Let me diverge at this point to say something about language.  All human languages spring from human experience and need.  They are not the language of God, although all faiths have a tendency to assume that the language is which their scriptures are written is God’s native tongue.  We have no idea how the mind of God works, but it cannot be anything like the operation of the human mind.  If I might speculate wildly into the realm of complete ignorance, I imagine the mind of God working inversely to the mind of man.  Human languages begin with naming the concrete – the ox and the orange, and work upwards to the abstract – the right angled triangle and the Rule of Law.  The creator who made the universe from nothing must have started with the abstract – the rules of mathematics and physics – and worked downwards to the peanut and the porcupine.  But to return to things we know something about.
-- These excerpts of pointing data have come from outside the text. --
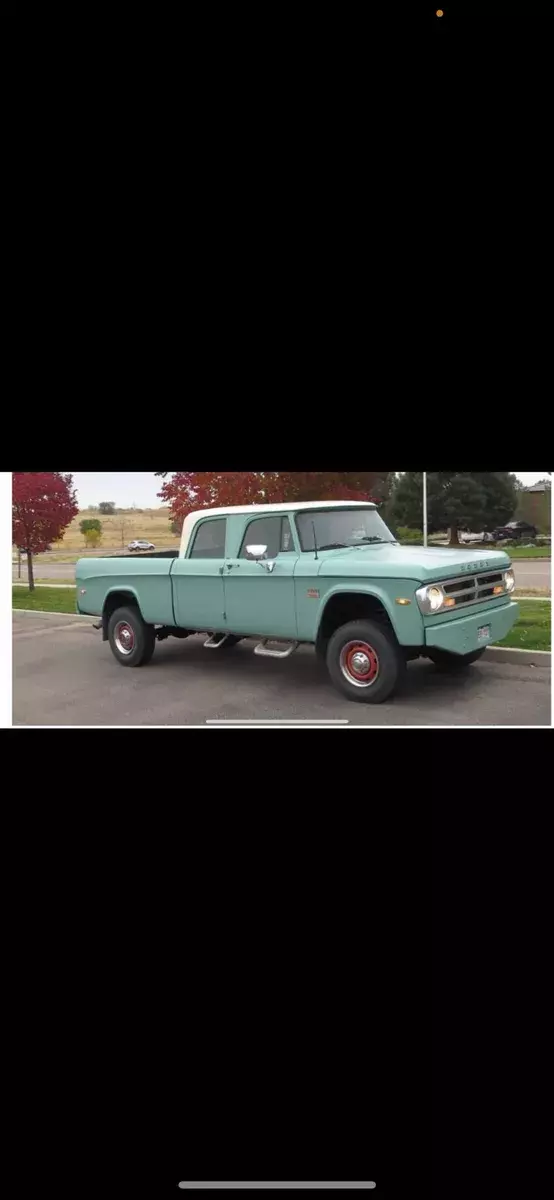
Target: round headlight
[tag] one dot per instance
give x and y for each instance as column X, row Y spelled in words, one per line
column 431, row 599
column 509, row 581
column 435, row 597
The Advices and Queries tell us to “Pray that your ministry may arise from deep experience, and trust that words will be given to you.”  The importance of personal experience is central to Quakerism, though I think it is a mistake to equate experience with emotion.  When John Woolman rose to speak about the evils of slavery he was not just saying that he felt bad about it.  He had also thought deeply about it, and found it to have no justification.  The question I want to ask here is: will words be given to us?

There is scriptural precedent for this belief.  In Matthew 10 verse 18-20 Jesus tells his disciples:

For my sake you will be brought to trial before rulers and kings, to tell the Good News to them and to the Gentiles.  When they bring you to trial, do not worry about what you are going to say or how you will say it; when the time comes you will be given what you will say.  For the words you will speak will not be yours; they will come from the Spirit of your Father speaking through you.

I know that some people say they have been given words in difficult situations.  I also know that words which come from deep experience can be powerful even if halting.  Personally, I find that the Spirit gives ideas, not words.  I have to find my own words to express the idea in a way that suits the audience.

People who, like John Woolman, have a deep concern which they think about all the time, will probably have words at the ready.  The early evangelists who spread the gospel would also have had words at their disposal.  But at a time when many of us are struggling to adapt traditional concepts to modern world views, I think a fair bit of head work may be called for.  We should not shrink from this.

Of course words are not everything.  Jesus, in order to preach, spent much time alone with God in silence.  We need to do the same.  But where would we be if Jesus had come down from the mountain and said nothing?